The implications by the revised framework for financial intermediaries and in particular banks remain to be seen. However, it is manifest that certain amendments are of material nature. For example, the revised requirements of global monitoring, investigation of legal structures, in particular domiciliary companies, the specified rules regarding internal risk assessments of business relationships and/or transactions or the organizational requirements regarding AML-reporting stipulate enhanced obligations and ask for adequate internal measures.

In addition, the necessity of identification for cash transactions of CHF 15,000 or more will bring new challenges for financial intermediaries and demand for appropriate training of personal and the set-up of adequate (technical) control processes. Moreover, clients will have significant less time to provide the necessary account documentation before the bank is obliged to block the account. Banks will have to imply stricter account opening procedures enabling abidance to the 30-day deadline triggering the blockage of any in- or outgoing transfer. Despite the exception rule creates a certain leeway, banks are likely to take a restrictive approach regarding account openings, carefully considering whether it is expedient to take any risk at all.

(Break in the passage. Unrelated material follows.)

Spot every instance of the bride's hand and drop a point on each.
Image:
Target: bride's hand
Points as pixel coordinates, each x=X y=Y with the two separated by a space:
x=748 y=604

The revised AMLO-FINMA and CDB 20 shall become effective on 1 January 2020. Despite the new rules will only apply to new business relations entered into after 1 January 2020, concerned financial intermediaries are well advised to start as early as possible to introduce new or amend existing internal policies, employee trainings, reporting lines, onboarding processes, risk controls or any other necessary measure accordingly, not only to avoid violations, but also to benefit best from the new opportunities, such as the possibility of online identification.